Drake Dillard, the former president of SoCal NOMA, was also present during the field trip. He is a project manager for Perkins and Will, the architectural firm behind Destination Crenshaw. As a resident of the area, he has an especially strong connection to the project.

“It’s a great opportunity for me, being an architect, to be involved and manage a project right in my own backyard,” Dillard said. “So, I’m very proud about it and very happy to be involved.”

To complete their take on Destination Crenshaw, the SoCal NOMA campers were split into groups called “zones,” with each zone representing a different lot on the Crenshaw Corridor. They will present their finished models to their parents and loved ones in a closing ceremony this Saturday, August 3.

Harris hopes that this will only be the beginning of their journey in architecture, as Project Pipeline is designed to nurture the next generation of design professionals from middle school all the way through higher education and beyond. Dillard says the ultimate goal of the initiative is to create a network of minority professionals across the country who will support one another and lift up the next generation in turn.

(Courtesy photo)

Stephen Curtiss, a former SoCal NOMA camper, is a perfect example of this vision. Curtiss first began attending the camp when he was 13 and is now entering his second year as an architecture major at East LA College. When one of his professors informed him that SoCal NOMA would be running their 2019 summer camp on the campus, Curtiss saw an opportunity to give back to the organization by becoming a camp volunteer.

“Eletrice [Harris] showed me a picture of me back in 2012, and it was just very inspiring today, after I put my camp shirt on, and my lanyard, to see me as a mentor all these years later,” Curtiss said. “And that was just a surreal moment.”

Richey Madison is a principal at Stantec, a sponsor of the summer camp. He serves on the company’s U.S. Education Leadership Council as well as the U.S. Diversity and Inclusion Council. It is his second year volunteering as a mentor for the SoCal NOMA camp, where he has come to appreciate the untapped potential of the youngest aspiring architects. He fondly remembers a student from last year who proved that talent knows no age.

“It was the first time I was engaged with a student that young – she was 10 – that was very talented,” Madison recalls. “Her assigned building was a restaurant, and without any guidance, right there on the spot this 10-year-old child laid out a restaurant floor plan and all of the rooms were in the right locations. There were no functional deficiencies in her plan. It was that kind of mind that inspires me to enjoy this, because I typically spend more time with young professionals who have graduated from college.”
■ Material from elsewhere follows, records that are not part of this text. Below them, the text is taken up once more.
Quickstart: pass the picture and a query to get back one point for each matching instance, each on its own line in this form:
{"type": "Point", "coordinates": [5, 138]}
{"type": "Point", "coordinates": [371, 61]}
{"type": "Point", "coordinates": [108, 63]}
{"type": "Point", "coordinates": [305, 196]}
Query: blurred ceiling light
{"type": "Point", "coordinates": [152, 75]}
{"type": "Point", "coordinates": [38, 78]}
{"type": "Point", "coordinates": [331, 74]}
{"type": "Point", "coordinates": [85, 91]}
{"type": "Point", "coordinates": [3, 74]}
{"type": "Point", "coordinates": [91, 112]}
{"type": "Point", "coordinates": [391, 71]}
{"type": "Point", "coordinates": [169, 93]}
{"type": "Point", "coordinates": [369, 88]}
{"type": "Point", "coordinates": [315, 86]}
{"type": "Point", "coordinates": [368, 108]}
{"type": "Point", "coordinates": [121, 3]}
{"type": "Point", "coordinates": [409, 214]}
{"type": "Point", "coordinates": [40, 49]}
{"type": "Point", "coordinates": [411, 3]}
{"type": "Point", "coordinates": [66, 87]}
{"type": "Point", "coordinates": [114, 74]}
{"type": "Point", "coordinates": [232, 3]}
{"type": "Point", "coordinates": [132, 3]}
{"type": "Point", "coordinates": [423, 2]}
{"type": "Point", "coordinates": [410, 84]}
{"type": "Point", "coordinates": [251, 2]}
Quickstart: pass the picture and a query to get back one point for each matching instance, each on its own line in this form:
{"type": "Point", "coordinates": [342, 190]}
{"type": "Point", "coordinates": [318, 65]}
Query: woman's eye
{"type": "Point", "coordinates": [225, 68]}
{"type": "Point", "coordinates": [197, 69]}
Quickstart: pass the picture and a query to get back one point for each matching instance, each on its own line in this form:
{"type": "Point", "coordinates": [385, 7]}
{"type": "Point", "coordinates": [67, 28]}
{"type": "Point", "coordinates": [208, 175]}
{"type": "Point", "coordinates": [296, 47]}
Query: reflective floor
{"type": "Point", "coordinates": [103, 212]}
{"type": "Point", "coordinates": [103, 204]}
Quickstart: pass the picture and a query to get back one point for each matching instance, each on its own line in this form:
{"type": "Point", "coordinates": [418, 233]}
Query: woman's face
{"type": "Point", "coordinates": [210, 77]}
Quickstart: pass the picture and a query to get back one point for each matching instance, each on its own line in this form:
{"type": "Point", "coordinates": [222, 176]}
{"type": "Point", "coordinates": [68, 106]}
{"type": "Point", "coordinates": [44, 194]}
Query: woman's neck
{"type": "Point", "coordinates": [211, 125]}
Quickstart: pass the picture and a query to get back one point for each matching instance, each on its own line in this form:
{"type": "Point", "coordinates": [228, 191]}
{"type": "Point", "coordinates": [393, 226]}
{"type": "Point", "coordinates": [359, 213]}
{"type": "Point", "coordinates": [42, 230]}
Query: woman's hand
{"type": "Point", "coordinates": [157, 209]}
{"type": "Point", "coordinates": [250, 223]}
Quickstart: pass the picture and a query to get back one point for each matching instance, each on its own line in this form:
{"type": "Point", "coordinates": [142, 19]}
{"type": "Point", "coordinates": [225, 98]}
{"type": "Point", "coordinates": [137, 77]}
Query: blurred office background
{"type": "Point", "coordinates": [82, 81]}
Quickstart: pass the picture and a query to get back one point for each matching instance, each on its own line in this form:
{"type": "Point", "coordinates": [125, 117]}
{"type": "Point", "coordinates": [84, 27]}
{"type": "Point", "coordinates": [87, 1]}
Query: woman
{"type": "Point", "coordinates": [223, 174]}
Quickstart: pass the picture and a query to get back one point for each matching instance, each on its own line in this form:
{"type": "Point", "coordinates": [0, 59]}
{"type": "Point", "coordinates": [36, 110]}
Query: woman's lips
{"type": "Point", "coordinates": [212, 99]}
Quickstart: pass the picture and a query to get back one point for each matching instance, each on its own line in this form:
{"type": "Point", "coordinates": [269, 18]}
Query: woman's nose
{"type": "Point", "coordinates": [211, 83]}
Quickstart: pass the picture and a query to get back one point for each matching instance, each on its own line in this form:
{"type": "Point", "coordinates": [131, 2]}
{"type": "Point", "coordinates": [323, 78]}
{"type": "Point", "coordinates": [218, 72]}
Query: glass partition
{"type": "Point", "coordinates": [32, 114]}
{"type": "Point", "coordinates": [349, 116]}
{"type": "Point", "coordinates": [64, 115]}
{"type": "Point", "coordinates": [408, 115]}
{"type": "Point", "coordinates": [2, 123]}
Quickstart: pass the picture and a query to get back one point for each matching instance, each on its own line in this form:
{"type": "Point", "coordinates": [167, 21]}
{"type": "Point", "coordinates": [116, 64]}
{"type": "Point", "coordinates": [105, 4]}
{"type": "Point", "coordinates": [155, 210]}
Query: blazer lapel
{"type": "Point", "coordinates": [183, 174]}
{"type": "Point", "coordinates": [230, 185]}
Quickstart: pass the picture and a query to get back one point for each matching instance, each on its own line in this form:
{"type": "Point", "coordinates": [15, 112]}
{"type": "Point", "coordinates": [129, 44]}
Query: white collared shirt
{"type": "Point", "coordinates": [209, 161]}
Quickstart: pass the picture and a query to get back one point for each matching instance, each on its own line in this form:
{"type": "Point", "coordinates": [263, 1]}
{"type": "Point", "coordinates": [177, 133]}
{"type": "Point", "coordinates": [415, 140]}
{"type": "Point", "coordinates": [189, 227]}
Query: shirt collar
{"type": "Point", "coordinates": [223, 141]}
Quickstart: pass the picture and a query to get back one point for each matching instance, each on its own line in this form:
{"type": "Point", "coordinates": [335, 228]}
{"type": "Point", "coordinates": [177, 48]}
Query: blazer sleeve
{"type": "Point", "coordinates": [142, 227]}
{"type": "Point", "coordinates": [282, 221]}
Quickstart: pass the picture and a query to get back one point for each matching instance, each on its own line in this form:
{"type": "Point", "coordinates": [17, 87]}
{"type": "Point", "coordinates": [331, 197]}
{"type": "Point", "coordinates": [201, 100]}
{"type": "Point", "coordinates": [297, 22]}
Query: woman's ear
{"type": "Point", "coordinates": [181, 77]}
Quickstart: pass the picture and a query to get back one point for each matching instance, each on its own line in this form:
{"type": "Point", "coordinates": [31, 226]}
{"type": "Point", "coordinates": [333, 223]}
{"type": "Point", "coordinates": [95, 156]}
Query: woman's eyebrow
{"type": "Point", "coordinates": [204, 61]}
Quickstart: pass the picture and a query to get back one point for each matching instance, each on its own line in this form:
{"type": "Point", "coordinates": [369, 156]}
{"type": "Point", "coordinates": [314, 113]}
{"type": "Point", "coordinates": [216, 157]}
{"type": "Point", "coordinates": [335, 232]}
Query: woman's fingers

Ultimately, NOMA leaders like Madison, Harris, Parke-Davis, Dillard, Huley and others want nothing more than to provide these youth with the things many of them did not have when they dreamed of being architects – an early introduction to the topic, a clear path to success in the field, and the opportunity to see themselves and their communities reflected in a profession that quite literally builds the world around us.